The evaporator fan motor grommet is used to isolate the motor from the installing bracket and reduce vibration noise. Routine wear and tear can cause the grommets to wear or become detached, increasing vibration and triggering excess noise.

How to check a refrigerator’s evaporator fan motor grommets:

  • Switch off your refrigerator.
  • Eliminate the evaporator fan cover, which can be found inside of the freezer compartment.
  • Check the grommet to find out if it has fallen off or reveal signs of wear or damage.
  • If any of the above are real, you will require a replacement evaporator fan motor grommet.

Door Gaskets Or Seals

Door gaskets or seals are discovered along beyond the refrigerator’s doors. They are generally made from a vinyl product and usually have a flexible magnetic strip inside to adhere to the cabinet when the door is closed to create an airtight seal. If there is moisture along the edge of the door, examine the gaskets for distortion or damage. Air leakage through a faulty gasket will develop extreme wetness in the refrigerator, potentially leading to defrost concerns and possible water leakages.
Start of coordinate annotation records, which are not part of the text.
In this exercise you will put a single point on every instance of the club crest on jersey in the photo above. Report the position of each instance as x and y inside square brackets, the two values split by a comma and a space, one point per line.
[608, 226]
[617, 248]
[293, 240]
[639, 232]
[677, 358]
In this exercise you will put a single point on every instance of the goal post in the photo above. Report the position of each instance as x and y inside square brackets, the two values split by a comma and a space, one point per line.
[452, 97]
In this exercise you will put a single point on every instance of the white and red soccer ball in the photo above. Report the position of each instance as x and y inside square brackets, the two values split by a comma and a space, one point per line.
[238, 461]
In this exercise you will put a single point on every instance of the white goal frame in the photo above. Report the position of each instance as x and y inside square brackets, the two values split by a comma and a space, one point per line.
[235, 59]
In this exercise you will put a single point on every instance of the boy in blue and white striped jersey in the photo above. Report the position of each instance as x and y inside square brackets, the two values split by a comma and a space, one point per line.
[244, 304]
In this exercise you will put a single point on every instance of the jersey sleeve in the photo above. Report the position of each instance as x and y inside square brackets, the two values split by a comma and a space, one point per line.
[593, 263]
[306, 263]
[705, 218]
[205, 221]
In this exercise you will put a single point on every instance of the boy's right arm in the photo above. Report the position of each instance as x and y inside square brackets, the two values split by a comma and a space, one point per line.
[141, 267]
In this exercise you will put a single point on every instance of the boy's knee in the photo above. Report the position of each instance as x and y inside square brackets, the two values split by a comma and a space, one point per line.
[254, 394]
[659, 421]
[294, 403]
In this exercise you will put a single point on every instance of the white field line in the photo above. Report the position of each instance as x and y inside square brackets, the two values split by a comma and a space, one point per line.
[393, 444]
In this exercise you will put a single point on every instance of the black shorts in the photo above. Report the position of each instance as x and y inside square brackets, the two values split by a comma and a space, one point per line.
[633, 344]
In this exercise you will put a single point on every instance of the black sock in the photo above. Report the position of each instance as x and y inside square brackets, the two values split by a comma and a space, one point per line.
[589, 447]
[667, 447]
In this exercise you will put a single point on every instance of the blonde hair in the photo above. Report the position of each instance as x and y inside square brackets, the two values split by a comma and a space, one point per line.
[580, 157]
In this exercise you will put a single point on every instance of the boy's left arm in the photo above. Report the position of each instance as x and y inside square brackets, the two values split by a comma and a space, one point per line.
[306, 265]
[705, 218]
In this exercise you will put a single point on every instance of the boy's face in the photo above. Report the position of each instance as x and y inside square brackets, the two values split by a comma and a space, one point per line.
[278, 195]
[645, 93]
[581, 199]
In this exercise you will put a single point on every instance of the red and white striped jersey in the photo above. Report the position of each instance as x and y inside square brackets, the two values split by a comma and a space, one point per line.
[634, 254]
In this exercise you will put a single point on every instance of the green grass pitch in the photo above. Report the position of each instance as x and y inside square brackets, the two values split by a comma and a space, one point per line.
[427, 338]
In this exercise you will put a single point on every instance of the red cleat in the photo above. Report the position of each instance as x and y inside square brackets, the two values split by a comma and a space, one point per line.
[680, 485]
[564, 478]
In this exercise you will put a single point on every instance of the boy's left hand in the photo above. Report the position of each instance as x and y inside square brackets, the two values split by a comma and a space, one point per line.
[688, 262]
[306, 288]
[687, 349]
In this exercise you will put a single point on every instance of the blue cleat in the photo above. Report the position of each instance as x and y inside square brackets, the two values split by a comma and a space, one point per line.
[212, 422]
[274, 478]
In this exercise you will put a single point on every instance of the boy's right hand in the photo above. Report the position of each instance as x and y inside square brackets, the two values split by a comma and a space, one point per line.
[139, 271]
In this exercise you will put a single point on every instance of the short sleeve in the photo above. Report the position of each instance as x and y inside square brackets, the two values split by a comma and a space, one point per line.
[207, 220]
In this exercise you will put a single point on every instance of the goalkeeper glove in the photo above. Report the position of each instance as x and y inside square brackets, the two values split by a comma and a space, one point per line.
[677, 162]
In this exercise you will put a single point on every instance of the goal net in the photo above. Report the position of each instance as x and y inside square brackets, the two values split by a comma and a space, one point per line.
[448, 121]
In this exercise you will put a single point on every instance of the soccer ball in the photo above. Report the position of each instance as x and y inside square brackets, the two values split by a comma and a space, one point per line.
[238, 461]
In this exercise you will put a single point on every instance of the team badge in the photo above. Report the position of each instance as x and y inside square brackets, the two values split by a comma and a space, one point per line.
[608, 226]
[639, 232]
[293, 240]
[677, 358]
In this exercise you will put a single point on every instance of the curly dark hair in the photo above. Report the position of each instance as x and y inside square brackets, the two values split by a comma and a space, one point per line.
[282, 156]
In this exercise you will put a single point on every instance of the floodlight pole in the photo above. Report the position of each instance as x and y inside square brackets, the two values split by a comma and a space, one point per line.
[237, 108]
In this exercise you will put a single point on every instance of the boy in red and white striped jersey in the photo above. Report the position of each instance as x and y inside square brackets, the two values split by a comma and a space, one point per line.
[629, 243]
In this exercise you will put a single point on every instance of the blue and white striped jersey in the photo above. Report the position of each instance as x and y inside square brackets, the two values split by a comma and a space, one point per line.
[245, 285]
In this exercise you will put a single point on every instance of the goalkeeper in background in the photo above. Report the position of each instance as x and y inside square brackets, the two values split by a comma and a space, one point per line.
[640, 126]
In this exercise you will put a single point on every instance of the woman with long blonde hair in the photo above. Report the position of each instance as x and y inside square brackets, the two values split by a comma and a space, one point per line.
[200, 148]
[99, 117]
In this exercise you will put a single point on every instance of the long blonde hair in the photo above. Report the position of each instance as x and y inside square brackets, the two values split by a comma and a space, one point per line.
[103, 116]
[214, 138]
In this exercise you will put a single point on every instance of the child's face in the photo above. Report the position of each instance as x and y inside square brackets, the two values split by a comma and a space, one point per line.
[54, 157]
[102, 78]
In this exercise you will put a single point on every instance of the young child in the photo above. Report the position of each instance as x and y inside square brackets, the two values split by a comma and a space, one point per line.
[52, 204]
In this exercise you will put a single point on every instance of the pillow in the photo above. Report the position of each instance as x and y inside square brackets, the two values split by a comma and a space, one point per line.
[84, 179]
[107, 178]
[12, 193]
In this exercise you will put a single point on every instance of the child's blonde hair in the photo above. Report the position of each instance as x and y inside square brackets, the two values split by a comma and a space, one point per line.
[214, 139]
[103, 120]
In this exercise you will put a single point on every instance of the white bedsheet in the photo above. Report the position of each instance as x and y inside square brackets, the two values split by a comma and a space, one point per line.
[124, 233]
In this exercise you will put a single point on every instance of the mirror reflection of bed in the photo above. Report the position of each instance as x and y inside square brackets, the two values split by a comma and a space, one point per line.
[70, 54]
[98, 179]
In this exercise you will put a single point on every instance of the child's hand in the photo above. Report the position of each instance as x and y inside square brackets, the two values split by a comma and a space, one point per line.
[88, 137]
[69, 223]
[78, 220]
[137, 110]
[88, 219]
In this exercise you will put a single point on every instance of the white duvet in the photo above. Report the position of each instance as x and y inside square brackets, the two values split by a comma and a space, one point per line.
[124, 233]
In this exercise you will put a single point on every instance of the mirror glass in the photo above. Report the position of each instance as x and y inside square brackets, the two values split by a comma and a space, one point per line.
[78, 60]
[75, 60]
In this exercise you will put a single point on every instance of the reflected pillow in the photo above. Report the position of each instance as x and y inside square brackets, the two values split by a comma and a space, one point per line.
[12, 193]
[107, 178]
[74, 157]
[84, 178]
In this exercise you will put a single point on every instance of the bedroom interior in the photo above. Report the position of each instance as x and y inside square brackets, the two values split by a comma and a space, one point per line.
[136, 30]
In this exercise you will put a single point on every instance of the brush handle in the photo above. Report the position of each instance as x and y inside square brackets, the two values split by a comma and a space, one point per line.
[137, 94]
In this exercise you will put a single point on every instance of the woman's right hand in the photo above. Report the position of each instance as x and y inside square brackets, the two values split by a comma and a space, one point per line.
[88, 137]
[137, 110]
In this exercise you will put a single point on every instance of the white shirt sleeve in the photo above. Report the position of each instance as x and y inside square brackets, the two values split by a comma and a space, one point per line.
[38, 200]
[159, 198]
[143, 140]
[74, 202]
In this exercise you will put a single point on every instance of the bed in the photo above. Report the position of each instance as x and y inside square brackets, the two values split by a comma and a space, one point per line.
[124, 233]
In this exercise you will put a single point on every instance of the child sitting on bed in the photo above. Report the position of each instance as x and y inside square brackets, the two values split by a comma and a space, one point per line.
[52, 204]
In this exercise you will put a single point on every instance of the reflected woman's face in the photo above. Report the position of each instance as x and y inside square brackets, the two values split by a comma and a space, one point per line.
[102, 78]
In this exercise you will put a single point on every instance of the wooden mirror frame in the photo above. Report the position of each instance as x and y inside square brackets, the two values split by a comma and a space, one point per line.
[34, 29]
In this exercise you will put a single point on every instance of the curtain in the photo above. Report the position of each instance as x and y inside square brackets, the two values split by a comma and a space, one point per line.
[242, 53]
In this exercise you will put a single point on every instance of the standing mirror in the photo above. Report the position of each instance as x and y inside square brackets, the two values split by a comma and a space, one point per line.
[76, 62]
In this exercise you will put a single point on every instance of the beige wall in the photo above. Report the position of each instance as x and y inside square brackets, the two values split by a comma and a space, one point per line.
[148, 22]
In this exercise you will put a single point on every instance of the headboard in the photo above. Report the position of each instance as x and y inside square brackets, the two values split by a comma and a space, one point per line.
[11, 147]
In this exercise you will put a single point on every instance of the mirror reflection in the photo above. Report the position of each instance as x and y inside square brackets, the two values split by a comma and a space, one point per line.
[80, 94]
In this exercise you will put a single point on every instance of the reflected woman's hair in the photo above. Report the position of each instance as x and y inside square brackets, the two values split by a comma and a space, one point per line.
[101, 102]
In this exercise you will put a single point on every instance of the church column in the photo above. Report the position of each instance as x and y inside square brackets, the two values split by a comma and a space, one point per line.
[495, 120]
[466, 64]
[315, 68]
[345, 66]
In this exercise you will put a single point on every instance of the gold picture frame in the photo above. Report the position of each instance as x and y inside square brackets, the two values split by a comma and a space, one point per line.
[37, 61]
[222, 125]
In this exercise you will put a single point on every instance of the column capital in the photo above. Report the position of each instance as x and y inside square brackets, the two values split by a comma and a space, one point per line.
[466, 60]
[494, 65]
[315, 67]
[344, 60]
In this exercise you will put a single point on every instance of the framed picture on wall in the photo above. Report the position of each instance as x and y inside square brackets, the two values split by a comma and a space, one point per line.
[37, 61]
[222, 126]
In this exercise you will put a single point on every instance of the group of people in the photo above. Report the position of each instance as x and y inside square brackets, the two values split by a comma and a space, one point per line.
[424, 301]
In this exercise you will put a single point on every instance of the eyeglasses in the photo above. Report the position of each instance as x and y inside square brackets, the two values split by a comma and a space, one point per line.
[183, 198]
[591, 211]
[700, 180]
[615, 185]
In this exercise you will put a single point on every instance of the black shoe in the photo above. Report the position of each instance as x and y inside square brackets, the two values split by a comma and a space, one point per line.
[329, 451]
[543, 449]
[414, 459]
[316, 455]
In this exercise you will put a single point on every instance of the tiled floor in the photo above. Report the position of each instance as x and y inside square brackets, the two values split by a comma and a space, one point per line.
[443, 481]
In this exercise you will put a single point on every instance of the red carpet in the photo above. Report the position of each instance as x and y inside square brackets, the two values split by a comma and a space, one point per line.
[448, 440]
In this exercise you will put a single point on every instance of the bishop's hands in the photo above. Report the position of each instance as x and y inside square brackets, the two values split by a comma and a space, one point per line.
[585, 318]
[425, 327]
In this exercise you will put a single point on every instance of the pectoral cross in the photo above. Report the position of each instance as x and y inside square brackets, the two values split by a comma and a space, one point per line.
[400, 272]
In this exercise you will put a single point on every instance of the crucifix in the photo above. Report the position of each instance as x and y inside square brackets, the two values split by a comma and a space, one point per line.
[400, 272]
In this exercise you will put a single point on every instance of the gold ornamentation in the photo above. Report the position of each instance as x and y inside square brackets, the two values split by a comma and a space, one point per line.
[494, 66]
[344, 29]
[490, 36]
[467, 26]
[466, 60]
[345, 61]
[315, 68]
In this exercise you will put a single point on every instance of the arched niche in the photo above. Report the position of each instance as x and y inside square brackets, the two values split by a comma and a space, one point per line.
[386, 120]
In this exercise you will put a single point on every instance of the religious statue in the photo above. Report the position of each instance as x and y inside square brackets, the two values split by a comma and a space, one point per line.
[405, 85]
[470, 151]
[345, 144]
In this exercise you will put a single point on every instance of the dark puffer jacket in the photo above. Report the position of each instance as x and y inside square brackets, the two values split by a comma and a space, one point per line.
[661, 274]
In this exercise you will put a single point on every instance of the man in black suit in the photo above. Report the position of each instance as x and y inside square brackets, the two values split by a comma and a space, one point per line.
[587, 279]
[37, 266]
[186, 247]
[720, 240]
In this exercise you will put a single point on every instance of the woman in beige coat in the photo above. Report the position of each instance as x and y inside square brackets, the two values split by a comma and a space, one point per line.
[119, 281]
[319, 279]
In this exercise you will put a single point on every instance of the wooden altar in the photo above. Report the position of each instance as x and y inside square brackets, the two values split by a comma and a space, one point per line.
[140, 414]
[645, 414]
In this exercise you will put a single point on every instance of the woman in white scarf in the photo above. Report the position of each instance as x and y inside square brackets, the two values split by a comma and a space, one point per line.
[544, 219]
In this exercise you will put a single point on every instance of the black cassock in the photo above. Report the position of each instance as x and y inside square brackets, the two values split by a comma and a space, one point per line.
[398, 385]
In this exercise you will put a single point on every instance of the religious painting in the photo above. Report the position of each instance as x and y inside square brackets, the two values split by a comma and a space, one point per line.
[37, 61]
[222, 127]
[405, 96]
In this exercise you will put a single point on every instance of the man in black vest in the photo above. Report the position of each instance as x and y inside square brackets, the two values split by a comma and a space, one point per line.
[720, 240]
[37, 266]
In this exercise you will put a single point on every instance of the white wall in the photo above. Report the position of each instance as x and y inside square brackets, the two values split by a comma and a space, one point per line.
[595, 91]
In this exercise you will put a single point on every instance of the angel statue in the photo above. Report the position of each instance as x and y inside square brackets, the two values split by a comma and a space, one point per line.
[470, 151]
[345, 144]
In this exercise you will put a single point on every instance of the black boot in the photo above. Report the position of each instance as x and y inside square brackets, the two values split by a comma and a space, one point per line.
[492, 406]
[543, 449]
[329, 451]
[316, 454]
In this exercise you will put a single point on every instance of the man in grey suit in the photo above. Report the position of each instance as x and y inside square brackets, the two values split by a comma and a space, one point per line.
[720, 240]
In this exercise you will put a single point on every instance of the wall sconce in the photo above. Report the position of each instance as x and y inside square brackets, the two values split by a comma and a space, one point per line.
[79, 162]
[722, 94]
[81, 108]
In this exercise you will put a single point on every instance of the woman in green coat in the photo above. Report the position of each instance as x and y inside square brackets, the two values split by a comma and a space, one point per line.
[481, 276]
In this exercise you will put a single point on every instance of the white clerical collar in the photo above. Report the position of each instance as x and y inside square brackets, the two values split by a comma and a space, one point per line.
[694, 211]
How to examine refrigerator door gaskets or seals:

After switching off your refrigerator, open the fridge and freezer doors to check the door gaskets or seals.

You are searching for any discoloration, mold, wear, missing out on pieces, or anything else that might avoid a correct seal.

If you find any of the above, you will need to replace gaskets or seals.

Water Inlet Valve

The water inlet valve is a solenoid-operated mechanism that links your home water system line to your refrigerator if you have an ice maker or water dispenser. When started, it diverts water from the supply line to the dispenser or fills your ice maker.

How to check the water inlet valve in a refrigerator with a multi-meter:

  • Remove your refrigerator, detach the supply of water and find your water inlet valve. It is generally on the back of the fridge, near the bottom. You will need to eliminate the rear panel to access it.
  • Examine the valve inlet supply connections for leakages and tighten up or change the adapters. You must likewise check the valve body for any fractures or damage, Inspect the outlet tubing for cracks or abrasions that may also produce a leak, and change any cracked or fragile tubing and ports.
  • If none of the above happens to be the leak, exclude the water inlet valve from the system.
  • Using a multi-meter on the Rx1 setting, test your valve for continuity by placing the probes on the valve’s terminals. You ought to receive a reading of 200 to 500 ohms.
  • If you get any other reading, you will be required to replace the water inlet valve.

Ice Maker Assembly

If your refrigerator is leaking water from in or around the ice maker, you are most likely experiencing problems with the ice circulation itself. The cubes may be too little, one strong block of ice or not being made at all. Check out the ice maker mold to see if there are ice cubes there. If there are no cubes, you must look for issues with the water fill system.

How to examine a refrigerator’s ice maker assembly:

  • Remove your device from both the source of power and the water source.
  • Check the fill tube and the fill cup area at the back of the ice maker to ensure that they are not frozen. If there is an ice accumulation because of location, confirm no foreign things have interrupted the flow of water into the fill cup.
  • Examine the outlet tubing from the fill valve to the ice maker fill tube to indicate constraints.
  • If any problems are found while carrying out the checks above, you will may a replacement ice maker assembly. If absolutely nothing apparent has triggered the ice buildup, then presume the inlet valve or tubing.